Investigation on pyrolysis mechanism and emission characteristics of CO2, NOx and SO2 during co-pyrolysis of coal gangue and sodium alginate/sodium carboxymethylcellulose/chitosan/guar gum

Biomass materials are potential to promote coal gangue pyrolysis process. This study investigates the effects of four biomass materials derived from different sources, namely sodium alginate (SA), sodium carboxymethyl cellulose (CMC), chitosan (CS), and guar gum (GG), on the pyrolysis of coal gangue (CG) in a nitrogen atmosphere. Thermal gravimetric analysis coupled with mass spectrometry (TG-MS) was used to analyze the thermal behaviors and emission characteristics of CO2, NOx, and SO2 during the co-pyrolysis process of CG and the four different biomaterial blends, which were mixed in varying ratios. The study investigated that the interactions between the various biomaterials and CG by calculating and comparing pyrolysis parameters, such as the comprehensive pyrolysis index (CPI) of CG and the blends. Additionally, a kinetic analysis using the KissingerAkahira-Sunose (KAS) method was conducted to reveal the co-pyrolysis mechanism. The thermal gravity analysis results illustrated that SA, CMC, CS and GG were all conducive to enhancing CG pyrolysis.

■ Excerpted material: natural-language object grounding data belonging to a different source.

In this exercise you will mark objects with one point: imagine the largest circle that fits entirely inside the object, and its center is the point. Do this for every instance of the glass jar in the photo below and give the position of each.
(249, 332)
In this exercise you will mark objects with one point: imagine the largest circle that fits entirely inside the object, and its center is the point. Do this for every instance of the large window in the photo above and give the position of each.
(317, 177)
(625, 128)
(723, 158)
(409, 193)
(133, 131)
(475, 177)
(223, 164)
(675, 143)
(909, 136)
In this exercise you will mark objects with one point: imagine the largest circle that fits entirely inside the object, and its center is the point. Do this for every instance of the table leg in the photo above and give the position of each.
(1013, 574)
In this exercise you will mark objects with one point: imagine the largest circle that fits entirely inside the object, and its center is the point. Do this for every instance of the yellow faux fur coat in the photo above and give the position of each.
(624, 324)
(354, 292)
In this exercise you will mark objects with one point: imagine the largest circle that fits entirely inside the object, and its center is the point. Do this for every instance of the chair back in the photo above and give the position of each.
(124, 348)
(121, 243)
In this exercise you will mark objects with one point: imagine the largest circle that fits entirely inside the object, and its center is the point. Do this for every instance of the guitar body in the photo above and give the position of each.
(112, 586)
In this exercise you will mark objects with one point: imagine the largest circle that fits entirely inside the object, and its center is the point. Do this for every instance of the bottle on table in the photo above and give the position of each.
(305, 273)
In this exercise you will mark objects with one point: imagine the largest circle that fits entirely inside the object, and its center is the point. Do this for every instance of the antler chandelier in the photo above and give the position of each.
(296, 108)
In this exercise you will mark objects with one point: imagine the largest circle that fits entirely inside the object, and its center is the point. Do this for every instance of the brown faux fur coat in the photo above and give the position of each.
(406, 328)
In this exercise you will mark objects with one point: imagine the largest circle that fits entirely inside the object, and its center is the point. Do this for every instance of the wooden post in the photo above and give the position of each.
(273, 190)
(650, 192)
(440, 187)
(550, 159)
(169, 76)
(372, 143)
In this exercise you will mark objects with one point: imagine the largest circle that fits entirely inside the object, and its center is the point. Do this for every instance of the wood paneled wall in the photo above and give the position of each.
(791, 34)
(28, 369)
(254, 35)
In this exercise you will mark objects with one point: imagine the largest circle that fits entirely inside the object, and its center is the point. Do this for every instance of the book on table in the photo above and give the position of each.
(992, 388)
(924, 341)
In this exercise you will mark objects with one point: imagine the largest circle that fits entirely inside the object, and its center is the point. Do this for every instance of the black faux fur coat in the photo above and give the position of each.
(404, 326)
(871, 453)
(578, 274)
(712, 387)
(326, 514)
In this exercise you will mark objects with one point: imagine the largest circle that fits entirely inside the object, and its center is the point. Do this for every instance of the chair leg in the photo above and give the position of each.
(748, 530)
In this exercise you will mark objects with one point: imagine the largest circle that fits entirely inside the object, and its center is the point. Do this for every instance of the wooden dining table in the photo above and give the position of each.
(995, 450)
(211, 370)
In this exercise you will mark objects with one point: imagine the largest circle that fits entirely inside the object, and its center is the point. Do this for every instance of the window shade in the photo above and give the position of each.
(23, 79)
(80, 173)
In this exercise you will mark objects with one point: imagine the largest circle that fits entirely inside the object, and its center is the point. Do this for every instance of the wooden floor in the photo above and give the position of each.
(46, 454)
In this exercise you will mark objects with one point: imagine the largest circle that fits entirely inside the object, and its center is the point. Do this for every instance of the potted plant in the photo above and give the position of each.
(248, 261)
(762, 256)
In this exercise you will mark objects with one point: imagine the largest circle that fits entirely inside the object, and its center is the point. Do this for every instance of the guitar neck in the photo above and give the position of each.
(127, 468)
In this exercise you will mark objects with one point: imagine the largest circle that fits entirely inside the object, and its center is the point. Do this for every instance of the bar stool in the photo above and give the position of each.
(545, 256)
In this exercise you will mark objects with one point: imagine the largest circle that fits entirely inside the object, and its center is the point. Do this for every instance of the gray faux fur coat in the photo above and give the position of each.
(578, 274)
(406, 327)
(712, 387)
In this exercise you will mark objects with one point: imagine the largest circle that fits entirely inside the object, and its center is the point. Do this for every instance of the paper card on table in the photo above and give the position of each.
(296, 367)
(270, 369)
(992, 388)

As the biomass content in the blends increases, the sample experiences greater mass loss, while the initial pyrolysis temperature and residual mass ratio decrease. This suggests the presence of biomass enables more complete pyrolysis reactions of CG. Among the four biomass materials, GG had the most positive effect on promoting CG pyrolysis, followed by CS and SA, with CMC having the least effect. The kinetic analysis showed that the primary step of each blend sample generally conformed to the first-order kinetic model. The calculated activation energies of blends groups were lower than that of CG pyrolysis, verifying the positive effects of the four biomaterials on CG pyrolysis. However, the interaction mechanism varied in different pyrolysis stages for each type of biomass material. Gas emission analysis indicated that the emission of CO2, NOx and SO2 in blends groups were significantly lower than that of CG pyrolysis. This implies that the addition of the four biomaterials could effectively control the emission of carbon dioxide and pollutants during CG pyrolysis.